A relação entre saúde mental e finanças tem se mostrado cada vez mais preocupante no Brasil. Uma pesquisa recente realizada com 1.400 trabalhadores que possuem carteira assinada revelou que 66% destes profissionais sentem que suas dificuldades financeiras impactam diretamente sua saúde mental, resultando em estresse, ansiedade e problemas de sono.

    O levantamento foi divulgado durante o “Janeiro Branco”, uma campanha nacional que busca conscientizar as pessoas sobre a importância da saúde mental. Os dados destacam como fatores emocionais, sociais e até mesmo geracionais afetam o modo como os brasileiros lidam com suas finanças. Esses aspectos não apenas influenciam o bem-estar, mas também têm um reflexo claro na produtividade no trabalho.

    Entre os entrevistados, metade relatou sentir ansiedade constante por conta das dívidas. Além disso, 38% indicaram que não conseguem dormir bem e 33% confessaram sentir vergonha de sua situação financeira. Para Guilherme Casagrande, educador financeiro, o dinheiro hoje é visto como um indicador de segurança, poder e pertencimento, e não apenas uma questão de planejamento.

    Segundo Casagrande, a gestão das finanças pessoais exige muito mais do que conhecimento em matemática; é preciso considerar as emoções e as pressões sociais que moldam as escolhas de cada um. No ambiente de trabalho, a situação é similar: 64% dos entrevistados afirmaram ter dificuldades para cumprir horários ou manter o desempenho devido ao desânimo gerado por problemas financeiros. Por outro lado, 71% notaram que se sentem mais produtivos quando suas contas estão em dia.

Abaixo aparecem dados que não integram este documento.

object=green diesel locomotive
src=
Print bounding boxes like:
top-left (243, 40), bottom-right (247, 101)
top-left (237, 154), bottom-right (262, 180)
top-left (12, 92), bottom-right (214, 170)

    A ansiedade financeira é uma questão que atinge todas as idades. Os jovens, em particular, enfrentam a pressão da comparação social, especialmente nas redes sociais, onde a busca por aceitação pode superar o foco em objetivos de carreira ou estudo. Essa busca por recompensas rápidas pode levar a comportamentos compulsivos, como gastos excessivos.

    Outro aspecto relevante é a chamada “geração sanduíche”, que engloba pessoas que sustentam tanto os filhos quanto os pais ou avós. Essa preocupação com a família amplia a pressão financeira e afeta diretamente a saúde mental. A falta de aposentadorias suficientes e o aumento dos custos de saúde também influenciam a renda das famílias.

    Diante desse cenário, a pesquisa aponta para uma crescente necessidade de educação financeira. De maneira significativa, 73% dos participantes acreditam que essa educação é essencial para uma melhor gestão do próprio dinheiro. Além disso, 92% afirmam que as empresas deveriam oferecer esse tipo de educação como um benefício, mas apenas 30% dos entrevistados tiveram acesso ao tema no ambiente de trabalho atual.

    Em resumo, a interseção entre finanças e saúde mental é um tema que merece atenção, especialmente por seu impacto no cotidiano e na produtividade do trabalhador brasileiro.